This past weekend we enjoyed one of those mornings with a couple of friends and enjoyed this breakfast casserole. I put most of it together the evening before which made for a really relaxing morning and time to have a second cup of coffee while it baked! I substituted chicken sausage for the regular sausage and used yellow onion since I didn't have any shallots at home. The combination of sun dried tomatoes, mozzarella and Italian sausage was delicious! And served with a fresh fruit salad, it definitely was a great way to start the day (you'll need the rest of the day to work it off!!)!
Sausage and Egg Casserole with Sun Dried Tomatoes and Mozzarella
(Source: Bon Appetit, April 2002)
1 pound Italian sweet chicken sausage, casings removed
1/2 cup chopped yellow onion
2 garlic cloves, minced
1/2 cup chopped drained oil-packed sun-dried tomatoes
4 tablespoons chopped fresh parsley
5 large eggs
5 large eggs
3 large egg yolks
1 cup half and half
1 cup whipping cream
2 cups grated mozzarella cheese
1/2 teaspoon salt
1. Sauté sausage in nonstick skillet over medium heat until brown and cooked through, breaking into small pieces, about 10 minutes.

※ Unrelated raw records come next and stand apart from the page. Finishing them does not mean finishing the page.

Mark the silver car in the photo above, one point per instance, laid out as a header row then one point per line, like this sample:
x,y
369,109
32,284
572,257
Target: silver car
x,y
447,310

2. Add onions and garlic and sauté 3 minutes. Add sun-dried tomatoes and 2 tablespoons parsley; stir 1 minute.
3. Spread sausage mixture in buttered 13x9x2 dish. (Can be made 1 day ahead. Cover and refrigerate.)
4. Whisk eggs, egg yolks, half and half, whipping cream, 1 1/2 cups cheese, and salt in large bowl to blend well.
5. Pour egg mixture over sausage mixture in dish. Sprinkle remaining 1/2 cup cheese and 2 tablespoons parsley over.
6. Bake at 375 until top of casserole is golden brown and knife inserted into center comes out clean, about 30 minutes. Let stand 5 minutes before serving.